TOBACCO AS AN INCITANT TO THE USE OF ALCOHOLIC STIMULANTS,
AND AN
OBSTACLE IN THE WAY OF A PERMANENT REFORMATION.
BY DR. R.P. HARRIS, PHYSICIAN OF THE “FRANKLIN
REFORMATORY HOME.”
When we consider the almost universal
use of tobacco, especially in the form of smoking,
among our male population, it is not to be wondered
at that this powerful poison has come to be regarded
as an innocent and almost necessary vegetable production,
not to be used as food exactly, but greatly allied
to it as an article of daily consumption. Few
stop to reason about its properties or effects; they
remember, perhaps, how sick they were made by the
first chew or smoke, but this having long passed,
believe that as their systems have become accustomed,
apparently, to the poison, it cannot be doing
them any real injury. When we reflect that tobacco
contains from one to nearly seven per cent, of nicotine—one
of the most powerful vegetable poisons known—a
few drops of which are sufficient to destroy life,
it is not difficult to perceive that this faith in
the innocence begotten of use must be fallacious.
We have met with instances where the poisonous effects
of tobacco were manifest after every smoke, even where
the attempt to accustom the system to its use had
been persevered in for many years; and yet the men
never realized what was the matter with them, until
they had, under medical advice, ceased to use the
drug.
Before the discovery of anæsthetics,
tobacco was used as a remedy to produce relaxation
in cases of strangulated hernia; and although very
cautiously administered in the form of tea, or smoke
per rectum, proved fatal in many instances. As
little as twelve grains in six ounces of water having
thus acted; and from half a drachm to two drachms in
a number of instances. When men chew as high
as a pound and a quarter of strong navy tobacco a
week, or three packages of fine-cut in a day, it must
certainly tell upon them sooner or later; or even in
much less quantity.
If men used tobacco in moderation,
there would be much less objection to it, if it was
not so intimately
ASSOCIATED WITH THE HABIT OF DRINKING.
This is recognized by the trade, in
the fact that we see many tobacco stores as the entrance
to drinking saloons. Ninety-three per cent. of
the men who have been admitted to the Franklin Reformatory
Home used tobacco, and eighty per cent. of them chewed
it.

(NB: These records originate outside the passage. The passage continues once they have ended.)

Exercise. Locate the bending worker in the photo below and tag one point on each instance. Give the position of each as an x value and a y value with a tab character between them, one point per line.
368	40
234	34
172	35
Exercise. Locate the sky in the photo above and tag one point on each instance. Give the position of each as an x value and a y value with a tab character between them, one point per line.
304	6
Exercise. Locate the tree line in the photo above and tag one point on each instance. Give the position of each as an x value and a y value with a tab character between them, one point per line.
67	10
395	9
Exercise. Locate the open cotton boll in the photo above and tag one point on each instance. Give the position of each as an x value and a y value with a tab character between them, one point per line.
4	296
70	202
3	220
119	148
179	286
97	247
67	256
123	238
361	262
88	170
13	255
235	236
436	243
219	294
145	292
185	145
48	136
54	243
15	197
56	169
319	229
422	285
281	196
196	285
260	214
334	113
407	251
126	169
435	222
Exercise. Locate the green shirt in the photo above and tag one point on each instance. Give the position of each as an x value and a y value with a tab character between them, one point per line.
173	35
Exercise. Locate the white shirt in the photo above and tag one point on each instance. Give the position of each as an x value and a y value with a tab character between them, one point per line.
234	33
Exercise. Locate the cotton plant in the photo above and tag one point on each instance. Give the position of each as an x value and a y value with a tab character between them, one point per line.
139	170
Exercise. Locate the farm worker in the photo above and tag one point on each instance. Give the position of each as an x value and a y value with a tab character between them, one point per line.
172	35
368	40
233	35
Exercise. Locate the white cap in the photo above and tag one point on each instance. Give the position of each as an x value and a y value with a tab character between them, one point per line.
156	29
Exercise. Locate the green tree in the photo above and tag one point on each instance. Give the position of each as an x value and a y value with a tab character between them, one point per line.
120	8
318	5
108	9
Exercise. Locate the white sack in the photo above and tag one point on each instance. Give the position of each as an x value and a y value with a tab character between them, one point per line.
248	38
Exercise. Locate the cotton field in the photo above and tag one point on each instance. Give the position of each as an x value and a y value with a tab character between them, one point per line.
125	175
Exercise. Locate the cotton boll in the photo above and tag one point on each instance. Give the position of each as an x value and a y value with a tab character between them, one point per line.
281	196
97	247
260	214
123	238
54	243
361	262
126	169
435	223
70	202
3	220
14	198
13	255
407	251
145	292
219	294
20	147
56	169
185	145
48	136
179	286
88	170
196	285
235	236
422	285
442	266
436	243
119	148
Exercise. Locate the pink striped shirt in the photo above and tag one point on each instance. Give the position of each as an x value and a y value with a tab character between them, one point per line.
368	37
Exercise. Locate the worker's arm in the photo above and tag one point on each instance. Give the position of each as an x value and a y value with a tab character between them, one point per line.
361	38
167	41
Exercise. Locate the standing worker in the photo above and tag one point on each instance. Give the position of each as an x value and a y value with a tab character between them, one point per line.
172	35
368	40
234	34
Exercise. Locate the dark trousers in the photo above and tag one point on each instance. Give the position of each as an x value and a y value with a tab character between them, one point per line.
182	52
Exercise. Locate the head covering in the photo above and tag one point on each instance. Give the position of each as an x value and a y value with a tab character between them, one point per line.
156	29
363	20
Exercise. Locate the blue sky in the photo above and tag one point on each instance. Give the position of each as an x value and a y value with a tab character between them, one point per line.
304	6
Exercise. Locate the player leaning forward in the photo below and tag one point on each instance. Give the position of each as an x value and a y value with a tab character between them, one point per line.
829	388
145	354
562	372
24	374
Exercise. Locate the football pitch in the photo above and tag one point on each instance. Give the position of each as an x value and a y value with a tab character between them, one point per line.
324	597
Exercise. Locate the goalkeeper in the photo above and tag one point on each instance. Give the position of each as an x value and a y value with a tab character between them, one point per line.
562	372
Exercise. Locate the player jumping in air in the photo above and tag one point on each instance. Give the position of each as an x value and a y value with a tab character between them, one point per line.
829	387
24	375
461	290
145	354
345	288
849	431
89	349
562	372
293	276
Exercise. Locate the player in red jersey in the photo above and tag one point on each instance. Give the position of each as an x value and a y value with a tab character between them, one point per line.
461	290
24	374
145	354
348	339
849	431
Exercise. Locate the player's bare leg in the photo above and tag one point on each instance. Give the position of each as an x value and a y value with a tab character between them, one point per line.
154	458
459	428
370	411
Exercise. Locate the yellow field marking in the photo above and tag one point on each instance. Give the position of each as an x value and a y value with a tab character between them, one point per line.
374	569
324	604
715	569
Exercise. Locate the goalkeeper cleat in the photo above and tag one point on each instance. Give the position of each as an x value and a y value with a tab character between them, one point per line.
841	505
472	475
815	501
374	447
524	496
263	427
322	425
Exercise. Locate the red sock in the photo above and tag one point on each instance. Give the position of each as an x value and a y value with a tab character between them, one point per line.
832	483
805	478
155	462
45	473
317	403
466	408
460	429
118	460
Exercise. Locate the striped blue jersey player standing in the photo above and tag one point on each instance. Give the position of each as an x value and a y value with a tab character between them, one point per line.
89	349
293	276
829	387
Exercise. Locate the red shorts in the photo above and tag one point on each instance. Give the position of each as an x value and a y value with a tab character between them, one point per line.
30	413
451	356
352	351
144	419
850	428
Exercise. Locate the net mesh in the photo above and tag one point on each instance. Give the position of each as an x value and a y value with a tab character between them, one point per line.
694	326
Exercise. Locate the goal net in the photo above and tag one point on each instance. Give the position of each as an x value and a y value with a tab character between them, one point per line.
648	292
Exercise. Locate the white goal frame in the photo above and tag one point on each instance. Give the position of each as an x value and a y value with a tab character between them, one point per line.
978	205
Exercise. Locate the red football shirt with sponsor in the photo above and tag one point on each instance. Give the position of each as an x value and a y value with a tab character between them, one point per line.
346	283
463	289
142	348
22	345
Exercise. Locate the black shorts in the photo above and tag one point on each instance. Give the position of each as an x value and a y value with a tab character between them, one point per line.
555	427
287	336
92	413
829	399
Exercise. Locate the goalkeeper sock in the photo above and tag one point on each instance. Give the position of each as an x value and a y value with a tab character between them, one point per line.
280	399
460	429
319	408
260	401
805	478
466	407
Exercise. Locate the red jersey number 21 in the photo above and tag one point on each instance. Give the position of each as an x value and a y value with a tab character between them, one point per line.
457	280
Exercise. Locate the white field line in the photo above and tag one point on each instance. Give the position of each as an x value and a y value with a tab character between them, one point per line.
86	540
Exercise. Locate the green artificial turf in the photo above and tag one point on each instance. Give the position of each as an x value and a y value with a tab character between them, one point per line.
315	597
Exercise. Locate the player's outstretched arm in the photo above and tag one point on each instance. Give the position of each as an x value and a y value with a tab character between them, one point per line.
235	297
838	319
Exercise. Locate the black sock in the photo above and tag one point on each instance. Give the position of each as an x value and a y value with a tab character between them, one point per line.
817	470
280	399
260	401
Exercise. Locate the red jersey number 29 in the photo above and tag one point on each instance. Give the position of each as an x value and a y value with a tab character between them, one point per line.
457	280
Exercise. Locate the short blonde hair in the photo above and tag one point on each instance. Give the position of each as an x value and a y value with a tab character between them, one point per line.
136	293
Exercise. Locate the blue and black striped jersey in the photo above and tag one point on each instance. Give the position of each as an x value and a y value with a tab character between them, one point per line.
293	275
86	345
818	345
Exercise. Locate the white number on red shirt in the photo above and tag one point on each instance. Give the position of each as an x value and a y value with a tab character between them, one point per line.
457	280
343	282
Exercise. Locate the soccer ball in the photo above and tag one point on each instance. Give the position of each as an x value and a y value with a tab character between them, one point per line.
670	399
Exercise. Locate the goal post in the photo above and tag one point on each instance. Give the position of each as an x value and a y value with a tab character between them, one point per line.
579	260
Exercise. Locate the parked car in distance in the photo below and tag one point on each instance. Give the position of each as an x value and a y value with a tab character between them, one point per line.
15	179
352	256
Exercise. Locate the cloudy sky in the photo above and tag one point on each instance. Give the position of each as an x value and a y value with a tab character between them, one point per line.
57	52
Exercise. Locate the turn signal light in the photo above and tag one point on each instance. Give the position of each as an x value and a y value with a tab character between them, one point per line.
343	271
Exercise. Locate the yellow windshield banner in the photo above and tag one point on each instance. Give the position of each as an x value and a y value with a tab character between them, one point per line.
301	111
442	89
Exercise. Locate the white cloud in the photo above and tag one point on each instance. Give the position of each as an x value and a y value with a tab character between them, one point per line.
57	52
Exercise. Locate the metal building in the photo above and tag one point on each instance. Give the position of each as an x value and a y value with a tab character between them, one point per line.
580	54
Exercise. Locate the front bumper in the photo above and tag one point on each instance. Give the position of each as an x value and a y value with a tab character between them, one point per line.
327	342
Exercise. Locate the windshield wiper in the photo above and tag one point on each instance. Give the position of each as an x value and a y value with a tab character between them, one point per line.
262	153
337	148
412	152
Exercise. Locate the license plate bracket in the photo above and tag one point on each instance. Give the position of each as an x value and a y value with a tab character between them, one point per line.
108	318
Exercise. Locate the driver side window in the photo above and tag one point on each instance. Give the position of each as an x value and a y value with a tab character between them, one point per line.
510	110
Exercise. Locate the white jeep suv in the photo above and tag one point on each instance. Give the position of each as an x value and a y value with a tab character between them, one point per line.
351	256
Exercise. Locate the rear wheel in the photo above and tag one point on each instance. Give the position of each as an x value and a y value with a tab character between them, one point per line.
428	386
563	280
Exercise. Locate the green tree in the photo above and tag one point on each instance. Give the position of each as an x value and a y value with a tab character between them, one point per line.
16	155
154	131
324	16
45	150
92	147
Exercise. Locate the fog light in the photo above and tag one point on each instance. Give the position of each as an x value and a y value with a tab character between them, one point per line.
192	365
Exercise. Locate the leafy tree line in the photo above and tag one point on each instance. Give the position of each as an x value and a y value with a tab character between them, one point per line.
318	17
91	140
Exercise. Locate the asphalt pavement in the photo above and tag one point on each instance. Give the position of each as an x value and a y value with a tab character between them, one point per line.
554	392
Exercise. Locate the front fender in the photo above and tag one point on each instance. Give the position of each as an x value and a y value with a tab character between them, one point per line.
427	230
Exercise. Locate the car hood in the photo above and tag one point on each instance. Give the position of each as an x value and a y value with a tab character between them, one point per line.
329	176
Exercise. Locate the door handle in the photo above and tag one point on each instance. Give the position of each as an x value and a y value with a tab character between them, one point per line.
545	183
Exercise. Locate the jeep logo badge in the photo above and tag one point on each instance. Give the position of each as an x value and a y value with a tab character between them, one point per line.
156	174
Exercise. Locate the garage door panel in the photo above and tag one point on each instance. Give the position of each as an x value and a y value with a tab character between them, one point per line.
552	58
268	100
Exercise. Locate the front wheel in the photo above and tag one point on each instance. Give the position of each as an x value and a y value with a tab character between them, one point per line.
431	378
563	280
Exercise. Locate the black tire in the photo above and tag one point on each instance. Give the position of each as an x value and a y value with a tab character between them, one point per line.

There may be possibly as high as ninety-three
per cent. of male adults who smoke, but eighty per
cent. of chewers is undoubtedly a large proportion
as compared with those in the same ranks of society
who do not drink.
Although the poisonous symptoms of
tobacco are, in a great degree, the same in different
persons at the inception of the habit, the effects
vary materially in after years according to the quantity
and variety used, the form employed and the habits
and temperament of the user. One man will chew
a paper a week, another four, many use one a day, and
a few from one and a half to three a day, besides
smoking. Occasionally, but very rarely, we find
a man who limits himself to one cigar a day, a number
allow themselves but three, but of later years even
these are moderate compared with those who use eight,
ten or more.
There are many men who, for years,
preserve a robust, hale appearance under both tobacco
and whisky, who are, notwithstanding their apparent
health, steadily laying the foundation of diseased
heart, or
DERANGEMENT OF THE DIGESTIVE ORGANS
or nervous system from the former,
or an organic fatal disease of the liver or kidneys
from the latter.
Healthy-looking men are often rejected
by examiners of life insurance companies because of
irregular and intermittent action of the heart from
tobacco; and equally robust subjects are forced to
abandon the habit because of tremors, vertigo or a
peculiar form of dyspepsia. We have known men
who died from the use of tobacco, and others who met
a like fate from whisky, who were never fully in the
state denominated drunk. Men may earn a hobnail
liver and dropsy by the constant, steady use of alcoholic
drink taken systematically, so as always to keep within
the limits of intoxication; or they may, in the same
way, get a diabetes or Bright’s disease.
Abundant testimony in regard to the
effects of tobacco in creating an appetite for strong
drink has been given by the inmates of the Franklin
Home. In a few exceptional cases the use of tobacco
does not appear to create any sense of thirst; and
this is specially the case with the smokers who do
not spit when smoking. Some men seem to be free
from any alcoholic craving when using tobacco, and
say that when they commence to drink they give up
the drug for the time being. These are exceptional
cases, for excess in drinking generally leads to an
excess in the use of tobacco, often to double the
amount ordinarily employed. We have often been
told by moderate drinkers, that they frequently
FELT A DESIRE FOR A LITTLE WHISKY AFTER A SMOKE,
and they have confessed that they
were only saved from a habit of drinking to excess
by the fact that they had no innate fondness for alcoholic
stimulation. Unfortunately, there is a large and
increasing class of men who, finding that water does
not, but that alcohol does, relieve the dryness of
throat and diseased thirst resulting from tobacco,
are led, little by little, into the habit of using
whisky to excess. Such men, after, it may be,
a long abstinence, are not unfrequently led back into
their old habits by an attack of nervousness, resulting
from a temporary excessive use of tobacco, and a feeling
that all that is wanting to relieve this is a glass
of whisky, which being taken, at once determines a
debauch of long or short duration, according to the
habits and character of the party. Many a so-called
periodical drinker fixes the return of his period
by an act of this kind, and with such cases it is
all-important to their permanent reformation, that
they should cease entirely and forever from the use
of tobacco. We have, in a few instances, prevailed
upon men to do this, but in a large majority of cases,
where they have admitted the connection between the
two habits, in their own person, or volunteered to
tell how much tobacco had acted in forming and keeping
up their appetite for whisky, they have failed in
being able to sum up sufficient resolution to abandon
the use of the drug, saying that they felt the importance
of the step, and would be glad to be able to give
it up, but that the habit was
TEN TIMES AS DIFFICULT TO CONQUER AS THAT OF WHISKY-DRINKING.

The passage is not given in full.